Most of them, anyways. If you are going to flip your bat, do it with some flair and style. Also, be prepared to eat a baseball next time you are up at the plate. You want to rub a pitcher the wrong way, who throws 95+ MPH? Be my guest. Be prepared for the consequence.
Let’s be clear, bat flips have been around since the 70s, if not before. Certain players get away with more than others. Sammy Sosa had his hop. Guys like Rickey Henderson got away with a lot of showboating. It’s a hot topic right now because of sports talk radio and social media. Is it over blown? Of course. Everyone has an agenda. Is it good for baseball? I’m not sure.
I love sports and the emotion that comes along with it, but where does it end? When it crosses the line and goes towards taunting, it’s clearly going too far. Should pitchers celebrate every strike out? Should fielders spike the baseball if they tag you out? Do bats become props in elaborate pantomimes as the batter runs the bases?
I don’t want to see what the NFL does to celebrations, basically castrating the fun out of the touch down. However, I don’t want to see these bat flips become the norm. Nor do I want to see pitchers start beaning players who might celebrate a little too excessively.

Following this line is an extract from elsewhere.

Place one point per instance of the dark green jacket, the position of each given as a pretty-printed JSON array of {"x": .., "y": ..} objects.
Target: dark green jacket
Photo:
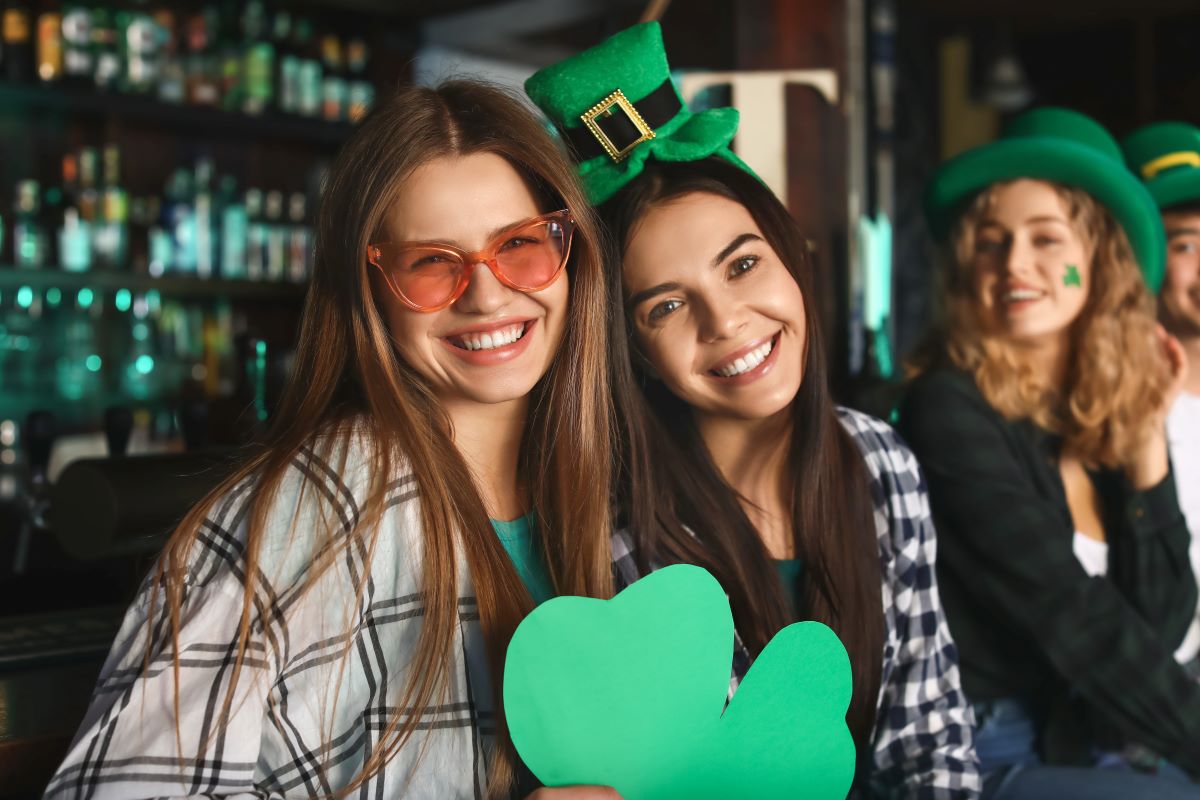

Two of my favorite football players of all time, Walter Payton and Barry Sanders didn’t feel the need to be flashy. They simply handed or tossed the ball to the referee. Some of the bat flips are actually pretty cool. Kosuke Fukudome had a nice simple one when he was with the Cubs. He came over from Japan, but it is Korea where it is almost an art form. I think there is a place and time for all things, but if you want to try and force this into everyday baseball, there might be some resistance to it.